4. Custom SSL Context Configuration
For more control over SSL configuration, let’s create a custom context with the help of Apache HTTP SSLContextBuilder for use in our Jersey Client:
@Test
void whenUsingCustomSSLContext_thenCorrectCertificateUsed() {
SSLContext sslContext = SSLContextBuilder.create()
.loadTrustMaterial(Paths.get(CERTS_DIR + "/trust.api.service.p12"), PASSWORD)
.build();
// ...
}First, we call loadTrustMaterial() to load the truststore containing trusted certificates. Then, we reference the SSL context in Jersey’s ClientBuilder:
Client client = ClientBuilder.newBuilder()
.sslContext(sslContext)
.build();Finally, the sslContext() method lets us explicitly set the SSL context for this client, which affects all requests made with it:
Response response = client
.target("https://api.service:8080/test")
.request()
.get();
assertEquals(200, response.getStatus());The main advantage is fine-grained control over SSL configuration, which can be configured differently for different endpoints.
5. Mutual TLS (mTLS) Authentication
If mutual TLS authentication is enabled on the server side, both the client and server must present certificates for authentication. This provides stronger security by ensuring both parties are authenticated. Let’s see what our setup looks like when the endpoint we need to connect to requires client authentication:
@Test
void whenUsingMutualTLS_thenCorrectCertificateUsed() {
char[] password = PASSWORD.toCharArray();
SSLContext sslContext = SSLContextBuilder.create()
.loadTrustMaterial(Paths.get(CERTS_DIR + "/trust.api.service.p12"), password)

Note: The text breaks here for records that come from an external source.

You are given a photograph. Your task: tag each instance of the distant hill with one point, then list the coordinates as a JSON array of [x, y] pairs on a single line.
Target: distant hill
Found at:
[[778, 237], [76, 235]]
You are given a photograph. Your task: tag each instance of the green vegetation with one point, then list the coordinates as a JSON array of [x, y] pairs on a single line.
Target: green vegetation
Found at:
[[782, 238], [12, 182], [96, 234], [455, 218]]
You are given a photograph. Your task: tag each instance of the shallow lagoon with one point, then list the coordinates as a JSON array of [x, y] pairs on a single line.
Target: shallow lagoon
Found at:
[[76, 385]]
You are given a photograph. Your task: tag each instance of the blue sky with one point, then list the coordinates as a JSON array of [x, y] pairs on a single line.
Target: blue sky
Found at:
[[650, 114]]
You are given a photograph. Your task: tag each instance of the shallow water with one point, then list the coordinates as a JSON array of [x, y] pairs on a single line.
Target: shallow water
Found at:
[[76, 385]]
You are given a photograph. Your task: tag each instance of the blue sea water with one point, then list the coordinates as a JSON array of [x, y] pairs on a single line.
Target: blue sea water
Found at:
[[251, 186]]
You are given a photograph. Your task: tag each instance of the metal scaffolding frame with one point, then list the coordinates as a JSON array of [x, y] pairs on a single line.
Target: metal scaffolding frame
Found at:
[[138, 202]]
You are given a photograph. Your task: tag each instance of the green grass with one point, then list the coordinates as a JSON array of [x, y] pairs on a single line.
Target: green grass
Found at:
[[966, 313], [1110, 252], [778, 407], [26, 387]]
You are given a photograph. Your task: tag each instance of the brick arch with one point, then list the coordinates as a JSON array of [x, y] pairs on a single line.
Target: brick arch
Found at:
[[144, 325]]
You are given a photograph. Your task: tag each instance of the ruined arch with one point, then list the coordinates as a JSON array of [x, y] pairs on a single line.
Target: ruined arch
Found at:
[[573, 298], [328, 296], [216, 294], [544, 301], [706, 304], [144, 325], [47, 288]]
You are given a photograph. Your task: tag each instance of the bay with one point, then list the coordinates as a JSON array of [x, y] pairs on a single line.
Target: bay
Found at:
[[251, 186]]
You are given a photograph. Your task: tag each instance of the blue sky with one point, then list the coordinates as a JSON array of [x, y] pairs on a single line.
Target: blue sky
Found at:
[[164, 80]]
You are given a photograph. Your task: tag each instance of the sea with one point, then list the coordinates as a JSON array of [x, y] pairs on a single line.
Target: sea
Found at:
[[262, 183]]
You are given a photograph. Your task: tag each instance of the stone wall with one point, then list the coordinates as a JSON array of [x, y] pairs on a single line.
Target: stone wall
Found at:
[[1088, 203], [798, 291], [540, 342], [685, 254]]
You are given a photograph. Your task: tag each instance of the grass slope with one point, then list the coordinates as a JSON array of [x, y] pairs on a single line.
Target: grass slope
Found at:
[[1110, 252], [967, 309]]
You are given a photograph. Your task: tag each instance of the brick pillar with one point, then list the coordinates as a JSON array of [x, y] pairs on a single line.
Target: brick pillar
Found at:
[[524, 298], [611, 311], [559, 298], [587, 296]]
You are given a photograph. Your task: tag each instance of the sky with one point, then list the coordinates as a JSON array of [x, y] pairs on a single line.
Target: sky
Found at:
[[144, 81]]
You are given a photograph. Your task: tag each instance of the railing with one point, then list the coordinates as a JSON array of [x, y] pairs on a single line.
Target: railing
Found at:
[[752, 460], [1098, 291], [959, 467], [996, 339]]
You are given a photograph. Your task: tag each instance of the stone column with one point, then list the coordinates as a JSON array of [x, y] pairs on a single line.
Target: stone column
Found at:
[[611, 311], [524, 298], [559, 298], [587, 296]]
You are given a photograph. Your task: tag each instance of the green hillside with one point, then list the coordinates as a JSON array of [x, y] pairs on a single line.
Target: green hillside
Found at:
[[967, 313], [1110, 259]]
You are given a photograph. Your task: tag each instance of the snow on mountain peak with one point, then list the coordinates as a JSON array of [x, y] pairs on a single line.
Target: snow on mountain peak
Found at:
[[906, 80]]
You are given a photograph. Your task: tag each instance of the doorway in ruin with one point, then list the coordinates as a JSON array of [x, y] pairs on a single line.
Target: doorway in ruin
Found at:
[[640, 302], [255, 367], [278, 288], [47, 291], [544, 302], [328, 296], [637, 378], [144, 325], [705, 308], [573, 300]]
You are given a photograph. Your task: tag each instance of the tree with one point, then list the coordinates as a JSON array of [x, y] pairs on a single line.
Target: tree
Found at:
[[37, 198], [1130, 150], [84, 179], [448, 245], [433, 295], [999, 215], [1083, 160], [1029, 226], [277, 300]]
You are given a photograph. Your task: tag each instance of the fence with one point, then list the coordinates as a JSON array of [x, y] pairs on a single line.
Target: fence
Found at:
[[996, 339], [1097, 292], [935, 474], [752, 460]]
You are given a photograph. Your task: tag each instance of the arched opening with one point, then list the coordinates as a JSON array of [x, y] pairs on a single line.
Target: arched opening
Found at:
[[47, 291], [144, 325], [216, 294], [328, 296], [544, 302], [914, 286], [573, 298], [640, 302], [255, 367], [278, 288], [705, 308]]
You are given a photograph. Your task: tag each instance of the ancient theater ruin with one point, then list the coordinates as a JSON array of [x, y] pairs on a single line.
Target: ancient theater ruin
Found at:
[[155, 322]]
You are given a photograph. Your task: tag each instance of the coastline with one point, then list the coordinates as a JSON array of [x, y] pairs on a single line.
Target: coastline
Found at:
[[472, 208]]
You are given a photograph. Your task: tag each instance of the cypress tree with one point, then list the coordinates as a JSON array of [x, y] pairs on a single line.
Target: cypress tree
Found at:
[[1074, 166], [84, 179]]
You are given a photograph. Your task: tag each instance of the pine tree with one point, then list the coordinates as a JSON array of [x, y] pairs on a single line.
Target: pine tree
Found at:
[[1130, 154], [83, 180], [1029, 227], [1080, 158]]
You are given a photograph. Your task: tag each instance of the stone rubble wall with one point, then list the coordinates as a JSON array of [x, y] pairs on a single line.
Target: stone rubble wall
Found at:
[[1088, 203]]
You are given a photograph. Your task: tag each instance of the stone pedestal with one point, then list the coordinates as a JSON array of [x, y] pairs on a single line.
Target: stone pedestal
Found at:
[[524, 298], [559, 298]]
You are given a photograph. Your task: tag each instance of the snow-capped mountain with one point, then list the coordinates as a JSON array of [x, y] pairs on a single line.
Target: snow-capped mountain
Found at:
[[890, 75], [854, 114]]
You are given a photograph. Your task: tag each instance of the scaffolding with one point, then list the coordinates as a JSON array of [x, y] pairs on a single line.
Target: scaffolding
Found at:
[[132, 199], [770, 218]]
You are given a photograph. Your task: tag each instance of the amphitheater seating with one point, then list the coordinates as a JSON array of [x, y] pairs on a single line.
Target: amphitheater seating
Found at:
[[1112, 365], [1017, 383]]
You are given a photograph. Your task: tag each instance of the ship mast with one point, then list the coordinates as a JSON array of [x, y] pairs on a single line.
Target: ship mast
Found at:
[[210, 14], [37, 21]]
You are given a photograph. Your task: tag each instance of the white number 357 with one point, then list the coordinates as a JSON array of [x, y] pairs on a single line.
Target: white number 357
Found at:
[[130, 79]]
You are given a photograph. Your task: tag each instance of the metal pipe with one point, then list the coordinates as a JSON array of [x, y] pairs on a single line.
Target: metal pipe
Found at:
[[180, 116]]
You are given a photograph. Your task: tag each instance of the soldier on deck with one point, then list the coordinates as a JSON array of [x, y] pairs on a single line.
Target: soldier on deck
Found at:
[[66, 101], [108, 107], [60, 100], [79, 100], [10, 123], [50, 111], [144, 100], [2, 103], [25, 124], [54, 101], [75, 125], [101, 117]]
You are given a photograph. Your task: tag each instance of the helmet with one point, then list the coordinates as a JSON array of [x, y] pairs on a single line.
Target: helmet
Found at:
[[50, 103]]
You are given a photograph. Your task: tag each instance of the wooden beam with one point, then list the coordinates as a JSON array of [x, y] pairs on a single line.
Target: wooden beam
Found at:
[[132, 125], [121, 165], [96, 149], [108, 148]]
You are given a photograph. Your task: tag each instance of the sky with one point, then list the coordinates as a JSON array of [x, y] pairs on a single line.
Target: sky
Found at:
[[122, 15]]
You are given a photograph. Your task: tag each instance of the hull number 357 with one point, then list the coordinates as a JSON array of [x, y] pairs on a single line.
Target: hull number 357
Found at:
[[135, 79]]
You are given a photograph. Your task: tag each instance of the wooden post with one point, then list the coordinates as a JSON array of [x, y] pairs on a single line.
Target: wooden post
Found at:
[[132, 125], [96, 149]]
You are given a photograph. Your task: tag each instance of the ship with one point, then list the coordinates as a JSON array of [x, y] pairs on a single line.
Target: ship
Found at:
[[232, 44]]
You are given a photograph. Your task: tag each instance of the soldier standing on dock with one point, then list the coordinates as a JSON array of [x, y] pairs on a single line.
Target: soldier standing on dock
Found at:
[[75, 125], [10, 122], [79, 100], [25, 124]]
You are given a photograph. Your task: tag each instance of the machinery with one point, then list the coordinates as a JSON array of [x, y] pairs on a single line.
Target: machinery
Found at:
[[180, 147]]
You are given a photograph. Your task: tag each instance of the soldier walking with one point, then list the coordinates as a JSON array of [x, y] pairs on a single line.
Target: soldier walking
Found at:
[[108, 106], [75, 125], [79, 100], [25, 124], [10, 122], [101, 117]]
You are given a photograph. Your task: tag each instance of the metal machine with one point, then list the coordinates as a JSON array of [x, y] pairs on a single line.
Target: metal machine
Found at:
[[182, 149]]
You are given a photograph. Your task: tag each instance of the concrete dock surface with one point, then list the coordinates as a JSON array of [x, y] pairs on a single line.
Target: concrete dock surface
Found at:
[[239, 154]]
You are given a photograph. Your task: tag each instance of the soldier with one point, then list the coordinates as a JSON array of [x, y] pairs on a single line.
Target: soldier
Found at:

.loadKeyMaterial(Paths.get(CERTS_DIR + "/client.api.service.p12"), password, password)
.build();
Client client = ClientBuilder.newBuilder()
.sslContext(sslContext)
.build();
Response response = client
.target("https://api.service:8080/test")
.request()
.get();
assertEquals(200, response.getStatus());
}The only difference in this approach is setting loadKeyMaterial(), which loads the client certificate and private key for client authentication.
6. Conclusion
In this article, we’ve explored different approaches to configuring HTTPS with Jersey Client, ranging from simple JVM Parameters to mutual TLS, which offers maximum security with bidirectional authentication. Most importantly, Jersey Client provides the flexibility to handle these different scenarios effectively.